In the digital era, the rapid growth in the volume of text documents available from various sources like Internet, digital libraries, medical records has spurred users to effectively retrieve, navigate, and organize information. The ultimate goal is to help users to search what they are looking for effortlessly and take decisions suitably. In this context, fast and high-quality document clustering algorithms play a major role. Most of the common techniques in text retrieval are based on the statistical analysis of terms i.e. words or phrases. Such text retrieval methods are based on the vector space model (VSM) which is a widely used data representation. The VSM represents each document as a feature vector of the terms in the form of term frequency or term weight (Salton et al., 1975). The similarity between documents is measured by one of the several similarity measures that are based on feature vector. Examples include the cosine measure and the Jaccard measure (Schaeffer, 2007). Metric distances such as Euclidean distance are not appropriate for high dimension and sparse domains. Most conventional measures estimate the surface overlap between documents based on the words they mention and ignore deeper semantic connections. To achieve a more accurate analysis, the underlying model should indicate the semantics of text. Conceptual information retrieval extracts information by processing the document on semantic level forming a concept base and then retrieves relative information to provide search results.

Clustering methods can be used to automatically group the retrieved documents into a list of meaningful categories. Methods used for text clustering include decision trees, contextual clustering, clustering based on data summarization, statistical analysis, neural nets and rule-based systems among others (Nahm & Mooney, 2000; L. Talavera & J. Bejar, 2001; Jin et al., 2005). Most clustering techniques consider the number of clusters is fixed which can result in poor quality clustering. Dynamic document clustering is the process of inserting the newly arrived documents to the appropriate existing cluster so it is not required to relocate clusters, thus time and effort taken for clustering is drastically reduced(Wang et al., 2011; Nadig et al., 2008). Figure 1 shown below depicts a model for dynamic document clustering.

Figure 1.

A model for dynamic document clustering

ijirr.2014010103.f01

A spanning tree is an acyclic sub graph of a graph G, which contains all vertices from G and is also a tree. The minimum spanning tree (MST) of a weighted graph is the minimum weight spanning tree of that graph (Edla & Jana, 2013). MST clustering algorithm is known to be capable of detecting clusters with irregular boundaries. Moreover MST is relatively insensitive to small amounts of noise spread over the field (Zahn, 1971).Thus the shape of a cluster boundary has little impact on the performance of the algorithm. The proposed approach does not require a preset number of clusters. Edges that satisfy a predefined inconsistency measure are removed from the tree. The process is iterated until there is a change in the edge list and all data are clustered.

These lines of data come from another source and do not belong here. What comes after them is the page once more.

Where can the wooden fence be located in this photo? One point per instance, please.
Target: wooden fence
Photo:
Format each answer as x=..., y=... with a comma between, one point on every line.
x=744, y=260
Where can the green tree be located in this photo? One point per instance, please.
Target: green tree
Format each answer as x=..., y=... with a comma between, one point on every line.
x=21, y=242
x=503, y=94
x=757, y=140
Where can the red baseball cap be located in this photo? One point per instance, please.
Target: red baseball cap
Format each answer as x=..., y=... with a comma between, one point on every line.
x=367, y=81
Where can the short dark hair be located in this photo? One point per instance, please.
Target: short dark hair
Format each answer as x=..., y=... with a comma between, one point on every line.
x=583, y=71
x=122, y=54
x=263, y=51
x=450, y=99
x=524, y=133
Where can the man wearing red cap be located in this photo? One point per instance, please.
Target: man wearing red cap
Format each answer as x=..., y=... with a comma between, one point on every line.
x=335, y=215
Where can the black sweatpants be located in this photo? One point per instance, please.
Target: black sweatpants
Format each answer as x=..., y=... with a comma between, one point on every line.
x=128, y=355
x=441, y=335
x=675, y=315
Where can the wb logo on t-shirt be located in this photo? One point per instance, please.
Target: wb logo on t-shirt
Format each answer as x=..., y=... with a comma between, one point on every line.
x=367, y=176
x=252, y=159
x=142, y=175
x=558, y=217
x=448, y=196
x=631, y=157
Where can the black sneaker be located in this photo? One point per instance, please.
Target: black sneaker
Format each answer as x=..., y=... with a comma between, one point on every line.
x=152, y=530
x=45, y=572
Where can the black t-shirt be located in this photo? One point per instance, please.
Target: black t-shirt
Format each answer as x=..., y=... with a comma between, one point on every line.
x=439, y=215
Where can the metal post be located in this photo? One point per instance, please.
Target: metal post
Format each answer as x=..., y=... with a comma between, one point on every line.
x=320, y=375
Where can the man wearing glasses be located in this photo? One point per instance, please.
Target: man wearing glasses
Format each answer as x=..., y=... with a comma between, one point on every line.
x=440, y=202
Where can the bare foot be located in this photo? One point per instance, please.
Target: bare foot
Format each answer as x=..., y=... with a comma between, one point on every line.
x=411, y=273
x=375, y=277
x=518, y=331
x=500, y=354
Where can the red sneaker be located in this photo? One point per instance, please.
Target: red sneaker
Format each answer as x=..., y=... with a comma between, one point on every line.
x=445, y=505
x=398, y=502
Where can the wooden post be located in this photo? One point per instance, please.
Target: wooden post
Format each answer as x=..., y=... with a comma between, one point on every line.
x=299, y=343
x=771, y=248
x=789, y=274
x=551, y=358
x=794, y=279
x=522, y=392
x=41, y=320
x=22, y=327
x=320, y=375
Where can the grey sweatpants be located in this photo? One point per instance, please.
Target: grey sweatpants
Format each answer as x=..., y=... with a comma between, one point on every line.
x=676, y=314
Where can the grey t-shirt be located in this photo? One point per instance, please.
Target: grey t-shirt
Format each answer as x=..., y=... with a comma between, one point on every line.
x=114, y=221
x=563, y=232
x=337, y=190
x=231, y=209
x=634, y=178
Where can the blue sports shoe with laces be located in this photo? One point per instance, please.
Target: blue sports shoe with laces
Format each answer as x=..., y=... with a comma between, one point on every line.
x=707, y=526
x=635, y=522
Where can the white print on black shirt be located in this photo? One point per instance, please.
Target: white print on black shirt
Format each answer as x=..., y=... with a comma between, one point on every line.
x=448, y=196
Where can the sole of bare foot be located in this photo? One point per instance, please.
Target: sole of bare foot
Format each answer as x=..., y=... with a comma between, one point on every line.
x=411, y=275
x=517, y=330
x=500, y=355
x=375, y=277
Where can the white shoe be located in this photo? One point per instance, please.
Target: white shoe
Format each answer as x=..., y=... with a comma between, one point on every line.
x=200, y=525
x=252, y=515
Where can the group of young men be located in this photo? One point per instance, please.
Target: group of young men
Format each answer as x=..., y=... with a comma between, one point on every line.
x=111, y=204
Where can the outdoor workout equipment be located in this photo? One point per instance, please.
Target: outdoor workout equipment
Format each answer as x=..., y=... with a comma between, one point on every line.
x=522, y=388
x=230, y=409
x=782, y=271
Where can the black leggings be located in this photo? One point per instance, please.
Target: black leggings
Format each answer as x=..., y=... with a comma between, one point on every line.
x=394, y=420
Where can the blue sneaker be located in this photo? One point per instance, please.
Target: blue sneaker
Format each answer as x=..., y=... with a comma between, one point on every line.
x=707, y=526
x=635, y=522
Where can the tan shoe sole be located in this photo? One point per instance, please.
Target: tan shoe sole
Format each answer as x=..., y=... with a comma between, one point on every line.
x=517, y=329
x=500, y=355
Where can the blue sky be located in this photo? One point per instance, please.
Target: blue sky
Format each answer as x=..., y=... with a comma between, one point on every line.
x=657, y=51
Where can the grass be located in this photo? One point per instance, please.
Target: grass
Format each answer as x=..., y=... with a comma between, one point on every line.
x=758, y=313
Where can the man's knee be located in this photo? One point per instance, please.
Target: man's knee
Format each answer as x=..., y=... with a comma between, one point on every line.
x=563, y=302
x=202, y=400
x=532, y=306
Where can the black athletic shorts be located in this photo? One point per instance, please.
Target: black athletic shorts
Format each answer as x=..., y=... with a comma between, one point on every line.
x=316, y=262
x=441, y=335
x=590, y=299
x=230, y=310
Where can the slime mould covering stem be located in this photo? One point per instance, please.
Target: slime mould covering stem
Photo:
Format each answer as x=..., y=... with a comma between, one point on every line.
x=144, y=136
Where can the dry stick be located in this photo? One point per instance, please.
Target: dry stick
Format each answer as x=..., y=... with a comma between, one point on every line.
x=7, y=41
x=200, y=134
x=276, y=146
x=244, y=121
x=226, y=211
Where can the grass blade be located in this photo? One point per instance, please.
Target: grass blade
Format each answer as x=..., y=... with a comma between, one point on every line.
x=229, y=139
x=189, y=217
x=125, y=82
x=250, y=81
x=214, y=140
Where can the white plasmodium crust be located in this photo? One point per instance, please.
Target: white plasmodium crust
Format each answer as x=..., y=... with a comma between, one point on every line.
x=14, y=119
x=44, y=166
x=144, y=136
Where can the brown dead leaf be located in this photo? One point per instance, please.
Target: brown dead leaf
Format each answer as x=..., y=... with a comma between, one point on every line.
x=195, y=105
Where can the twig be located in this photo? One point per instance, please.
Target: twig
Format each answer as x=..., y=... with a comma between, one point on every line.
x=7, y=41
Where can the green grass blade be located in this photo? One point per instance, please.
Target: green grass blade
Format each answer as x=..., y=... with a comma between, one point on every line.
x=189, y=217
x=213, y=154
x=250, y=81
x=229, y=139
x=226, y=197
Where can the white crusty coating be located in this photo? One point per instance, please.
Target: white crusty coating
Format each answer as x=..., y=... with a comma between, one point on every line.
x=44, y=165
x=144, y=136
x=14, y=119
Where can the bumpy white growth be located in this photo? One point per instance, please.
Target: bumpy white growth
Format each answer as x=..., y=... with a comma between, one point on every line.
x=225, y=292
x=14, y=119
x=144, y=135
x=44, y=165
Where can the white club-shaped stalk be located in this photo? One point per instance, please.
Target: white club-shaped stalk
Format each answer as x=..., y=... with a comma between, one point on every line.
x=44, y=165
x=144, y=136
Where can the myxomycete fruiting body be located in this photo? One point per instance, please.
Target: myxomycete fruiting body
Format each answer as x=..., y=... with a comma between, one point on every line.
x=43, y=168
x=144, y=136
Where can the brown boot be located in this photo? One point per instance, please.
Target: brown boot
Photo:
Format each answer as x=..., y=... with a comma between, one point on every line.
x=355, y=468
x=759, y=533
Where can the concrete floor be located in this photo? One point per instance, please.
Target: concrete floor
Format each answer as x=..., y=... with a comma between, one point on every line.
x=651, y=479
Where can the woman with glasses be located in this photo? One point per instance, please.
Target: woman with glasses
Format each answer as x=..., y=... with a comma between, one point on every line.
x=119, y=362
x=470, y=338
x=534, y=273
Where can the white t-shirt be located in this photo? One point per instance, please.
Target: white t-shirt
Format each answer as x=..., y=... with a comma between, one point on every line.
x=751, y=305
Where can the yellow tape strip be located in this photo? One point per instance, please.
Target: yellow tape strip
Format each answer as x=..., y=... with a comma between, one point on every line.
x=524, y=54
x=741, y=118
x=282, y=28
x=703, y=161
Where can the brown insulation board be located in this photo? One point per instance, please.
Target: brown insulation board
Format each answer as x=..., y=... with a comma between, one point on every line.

The paper suggests a context based retrieval method at the sentence, document and corpus levels for enhancing the quality of text retrieval. More specifically, it can quantify how closely concepts relate to each other and integrate this into a document similarity measure. As a result, documents do not have to mention the same words to be judged similar. The suggested clustering technique is applied on two different data sets for developing clusters - email messages and cancer data sets to demonstrate its feasibility. A major contribution of this work is in developing clusters dynamically based on area of interest of email users and when applied to cancer data sets it can classify patients to different treatment clusters based on age groups. The work introduces a text classification algorithm which allows incremental and multi label classification by comparing with the context pool i.e. the most significant concepts in the cluster.